In the plots above, the “adjusted rank” of a candidate is their ranking \(r\) plus their scaled margin of victory. Following the usual convention, the most-popular candidate is at rank 1. Accordingly, we invert the \(y\)-axis so that the rank-1 candidate is visually dominant. Our default scaling of a margin of victory \(m\) is \(e^{-cm/\sqrt{n}}\). This exponential scaling makes it possible to see small differences in vote-counts in the small margins of victory which affect the safety of an election result. Note that a very small margin of victory adds almost a whole unit to the candidate’s rank. We introduce the scaling factor \(c/\sqrt{n}\) into the exponent as a rough-cut estimate of the standard deviation of the standard deviation of a victory margin in an election with \(n\) ballots. A candidate whose margin of victory is a multiple of \(\sqrt{n}\) thus has a very small adjustment to their rank in our plots. Our margin-scaling parameter \(c\) has the default value of 1, and may be adjusted using the parameter cMargin of plot.SafeVote.

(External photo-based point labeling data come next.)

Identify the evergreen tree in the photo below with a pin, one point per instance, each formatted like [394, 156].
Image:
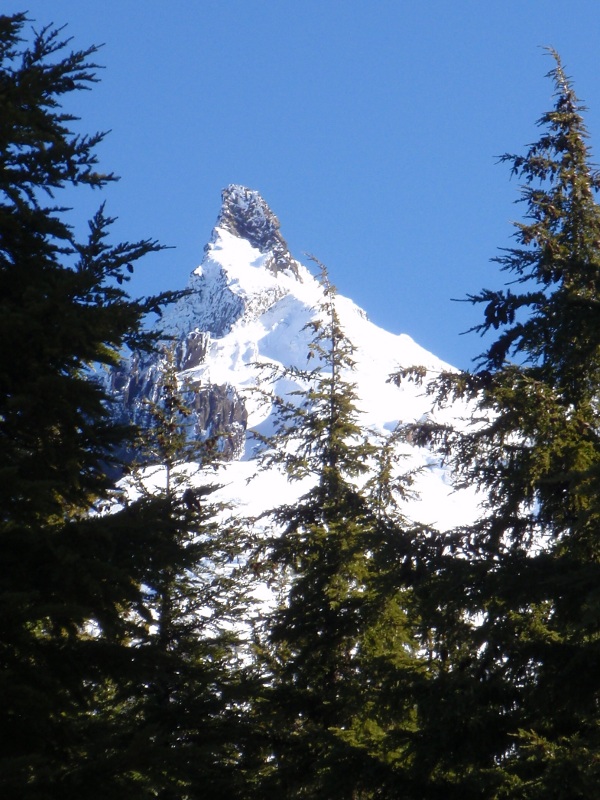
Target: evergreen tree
[340, 627]
[188, 737]
[513, 712]
[67, 575]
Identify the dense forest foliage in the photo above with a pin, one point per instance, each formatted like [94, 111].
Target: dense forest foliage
[394, 661]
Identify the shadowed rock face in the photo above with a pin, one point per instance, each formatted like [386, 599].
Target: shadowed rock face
[217, 411]
[245, 214]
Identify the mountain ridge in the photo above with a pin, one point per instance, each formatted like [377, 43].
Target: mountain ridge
[249, 303]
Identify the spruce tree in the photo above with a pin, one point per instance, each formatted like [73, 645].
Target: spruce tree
[339, 627]
[184, 707]
[68, 574]
[513, 712]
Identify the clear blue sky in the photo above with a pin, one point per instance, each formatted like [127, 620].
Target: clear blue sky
[371, 127]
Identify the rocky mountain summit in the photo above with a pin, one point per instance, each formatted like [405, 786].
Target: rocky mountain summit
[248, 305]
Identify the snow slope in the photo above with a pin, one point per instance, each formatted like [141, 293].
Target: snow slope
[250, 302]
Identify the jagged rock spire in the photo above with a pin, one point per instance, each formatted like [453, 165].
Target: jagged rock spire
[245, 214]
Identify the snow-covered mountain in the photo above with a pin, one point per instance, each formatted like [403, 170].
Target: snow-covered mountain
[248, 304]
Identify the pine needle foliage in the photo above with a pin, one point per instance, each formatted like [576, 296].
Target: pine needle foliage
[342, 625]
[517, 703]
[68, 574]
[184, 705]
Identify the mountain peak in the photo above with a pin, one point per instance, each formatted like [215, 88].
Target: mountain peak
[245, 214]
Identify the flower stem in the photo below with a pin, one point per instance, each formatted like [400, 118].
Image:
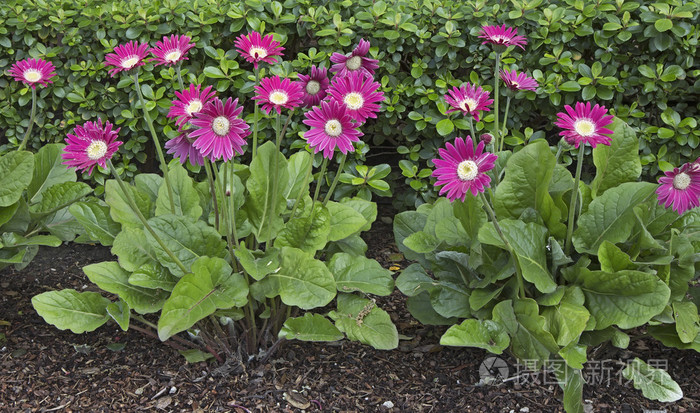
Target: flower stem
[574, 199]
[156, 143]
[137, 211]
[31, 122]
[518, 271]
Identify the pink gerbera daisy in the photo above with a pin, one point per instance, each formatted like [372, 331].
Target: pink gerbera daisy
[585, 124]
[502, 36]
[680, 188]
[462, 169]
[92, 144]
[171, 50]
[256, 48]
[355, 61]
[331, 127]
[359, 95]
[314, 86]
[126, 57]
[189, 102]
[33, 71]
[518, 81]
[218, 131]
[469, 99]
[182, 148]
[275, 93]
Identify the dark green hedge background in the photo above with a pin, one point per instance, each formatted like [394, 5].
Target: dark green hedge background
[638, 58]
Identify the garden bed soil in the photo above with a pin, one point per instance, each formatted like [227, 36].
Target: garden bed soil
[109, 370]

In the sample testDeletions plot above, Morrissey’s adjusted rank is visually very close to McDonald’s adjusted rank when most of the ballots have been counted. This suggests to us that their relative standing in this election is sensitive to small variations in voter behaviour.

One of our primary motivations for developing this package was its possible future use in ranking candidates for the party list of the Green Party of Aotearoa New Zealand. To date, we have found no academic study of methods for ranking candidates using preferential-voting ballots, making it quite possibly a greenfield problem in social-choice research. In private communication of November 2022, Prof. Nicolaus Tideman had offered some advice on our initial proposal for ranking with a Condorcet score. However, because diversity is one of the explicit values of this party, a ranking that is derived from an STV-style ballot-counting process would seem much more appropriate for use by the NZ Greens than any ranking that is derived from a Condorcet scoring process. Indeed, the NZ Greens are currently using a modification of Meek’s STV algorithm, enshrined in Schedule 1A of Local Electoral Regulations 2001, to form its party list. Under its current rules, the NZ Greens rely on a delegated assembly to form an initial list. In a possible future in which the NZ Greens have dozens of elected MPs, the size of this assembly may have to be increased if the sitting MPs seeking re-election are to be safely ranked against each other, and against other candidates in the pool.

We wonder: are \(n\) preferential ballots generally sufficient, in real-world elections, to safely rank-order \(\sqrt{n}\) candidates? This package is, we hope, a first step toward answering this question.